A deep thanks to everyone at Stanford University Press, starting with Marcela Maxfield. Her strong editorial voice and belief in this project were essential in getting this book into print. Tim Roberts skillfully managed the production of the book. And a special thanks to Bev Miller, who painstakingly oversaw the copyediting of the manuscript. The Stanford University Press design team astounded me with their work for the book. I also owe a tremendous debt to the two anonymous reviewers whose perceptive critiques made me rethink many aspects of this book.
Researching China from New Orleans, the city that care forgot, presents a unique challenge. Working at Tulane University, however, has been a blessing. A Young Mellon Professorship, awarded by the School of Liberal Arts, provided critical research funding. My colleagues in the history department have given me camaraderie and a true academic home. As this book came to completion, my fellow historians Emily Clark, Kris Lane, Jana Lipman, Liz McMahon, Linda Pollock, and Randy Sparks shared much needed advice on writing and publishing. I also thank the department administrators, whose hard work allowed me to finish this book: Donna Denneen, Susan McCann, and Ericka Sanchez. And I cannot forget my students, some of whom have put up with my rants about narratives and grassroots China for years. Three talented students volunteered to comment on this book: John Berner, Colin Boyd, and Drew Pearson. My research assistant, Xiaoyu Yu, helped me navigate through a collection of particularly challenging handwritten documents. Off campus, these friends helped make New Orleans home: Amy Arthur, Ryan Farishian, James Gentry, Nowell Raff, and John and Sarah Wachter.

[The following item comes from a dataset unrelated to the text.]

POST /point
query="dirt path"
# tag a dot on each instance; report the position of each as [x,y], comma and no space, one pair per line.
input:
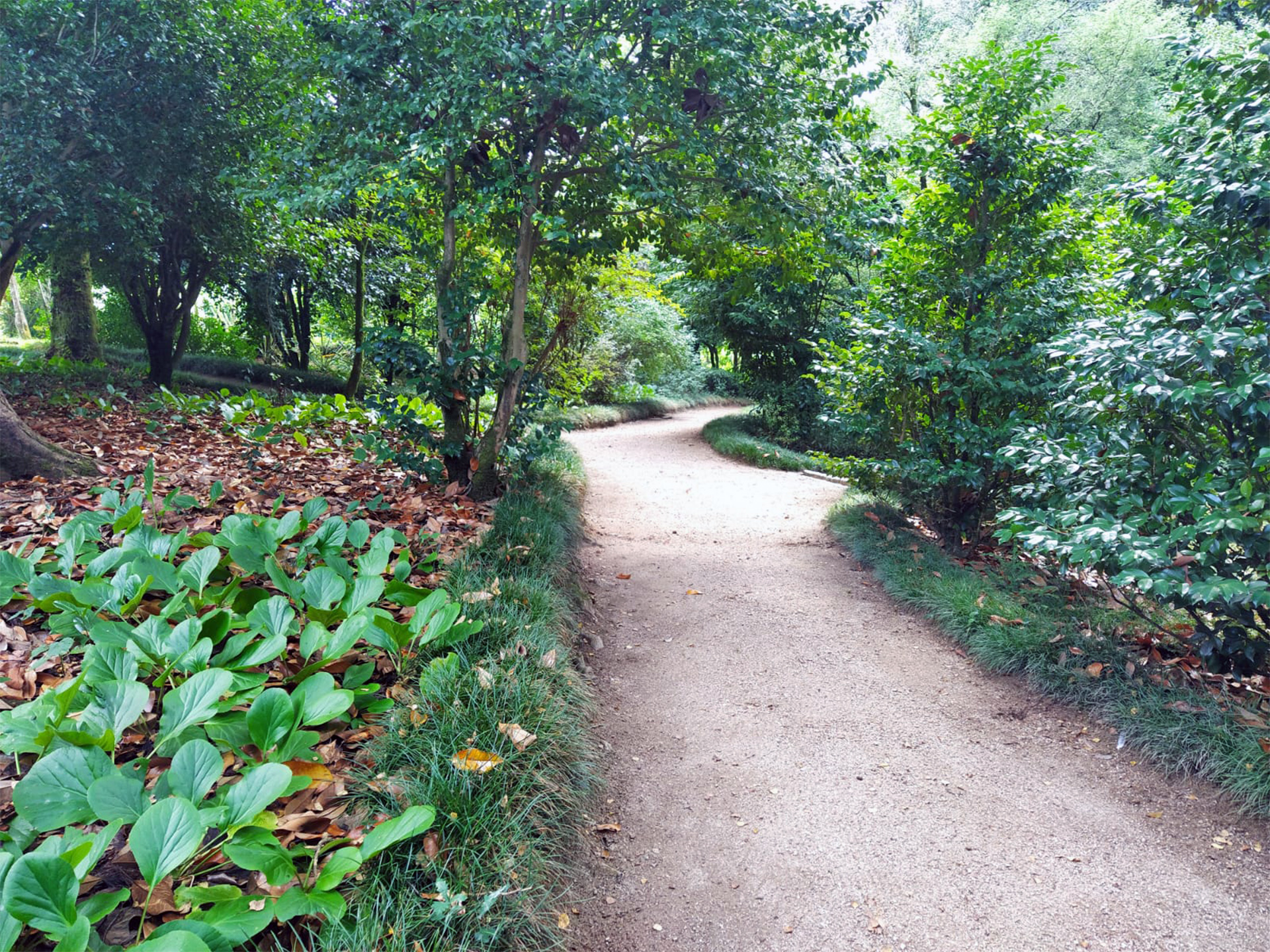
[796,763]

My parents, Maggie and Paul, chose to raise their ‘ohana in Hawaii. I grew up there, spending years in the sunshine with my siblings Pam, Jeff, and Tracey. I often thought about those blissful days as I worked on this project. As readers will discover, the story of China’s rural revolution is not always a happy one. I suspect that I never would have finished this book without Nina and Miles DeMare. Thanks to them, my life has been filled with aloha, which has sustained me during the most depressing moments of archival discovery. Nina, from our days living in a hutong not far from Tiananmen, always believed that I would finish graduate school, find a job, and get tenure. She never once suspected that this book might not see publication. Her love and unrelenting faith in me pushed me to be a better scholar, husband, and father. Miles, my young son just entering kindergarten, rejuvenated my soul with his good humor and joy for life. His essential kindness has proven that Mencius was right all along. There is nothing I could ever say to properly express how wonderfully happy they have made my life. All I can do is dedicate this book to them.